Rainer Jakubowski doesn’t mince words. As head of Germany’s largest pension fund provider, BVV, Mr. Jakubowski is responsible for €25.8 billion, or $31.4 billion, in assets under management for financial-sector employees. He believes in sustainable investing, but not at any cost, and he refuses to sacrifice fiduciary responsibility for political correctness, he told Handelsblatt.
Handelsblatt: Is sustainable investing an issue for your pension fund?
Mr. Jakubowski: It would not be socially acceptable at all to act unsustainably. That would create problems with our insured members. We would be taking a position against the societal majority. But investment returns remain in the foreground. In the end, that’s the promise we have made.
We have a fiduciary obligation to the insured. And Bafin, Germany’s supervisory authority naturally also demands the security, viability and liquidity of our investments. That is mandatory.
Exactly how do you invest sustainably?
We started five years ago with the process of elimination. For instance, we don’t want to own securities of arms dealers. Since then, we have developed our own handbook. But sustainability and profitability are often competing goals. We have concluded that the sustainability factor tips the scales for us with investments that otherwise rank the same.
Do you sometimes feel like an outsider when the issue is held in such high esteem by investors and society at large?

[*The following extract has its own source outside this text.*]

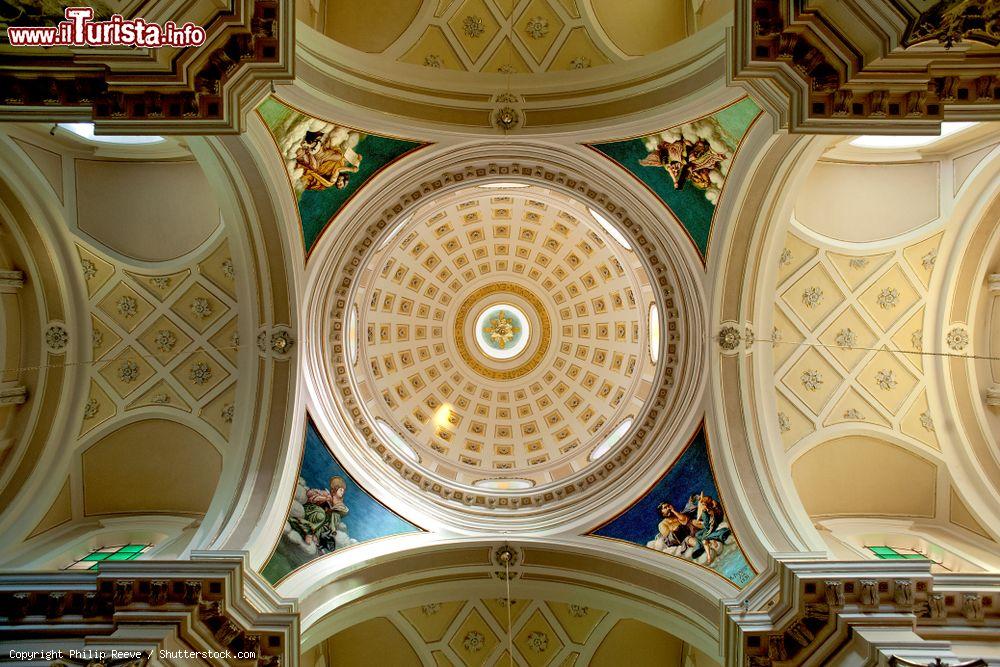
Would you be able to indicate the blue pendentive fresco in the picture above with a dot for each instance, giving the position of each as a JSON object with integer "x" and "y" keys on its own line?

We really are sustainable. Ethical considerations have always played a role with us. Anything else would be inappropriate for a pension fund. But, for us, this is not some smokescreen.
Do you mean that others use political correctness as an excuse to push sustainability?
Yes, I think so. Let’s take a very general example that has had a big impact: the energy transition and the Renewable Energy Law. Was it right for us to distance ourselves so far from other countries with this? What matters to me is that one cannot even question it today without being immediately stigmatized.
Stigmatized also among other investors?
The issue has captivated some big investors because public representatives and shareholders like it that way. It’s a trendy topic. Sometimes I really would like to speak out about sustainability fanatics. But I hold my tongue sometimes.
Who’s being honest and who’s being dishonest?
It isn’t black and white. It’s complicated. More complicated than many would like to believe. Take the example of government bonds. We do not own many government bonds simply because of the returns, but what about governments that export weapons? If one takes the issue very seriously, then one shouldn’t buy German government bonds either.
Where do you have fewer problems with the issue?
Real estate. A green and energy-efficient building increases its value. There is hardly any potential for conflict. And the economic aspects come to the fore naturally. Sustainability and profit go hand in hand.
What is your target yield at the moment?
Currently 3.8 percent without taking into consideration extraordinary effects.
What’s the future of sustainability at BVV?
With our handbook, we feel we are well positioned in all asset classes. In commodities, for example, we haven’t invested in agricultural products for some time.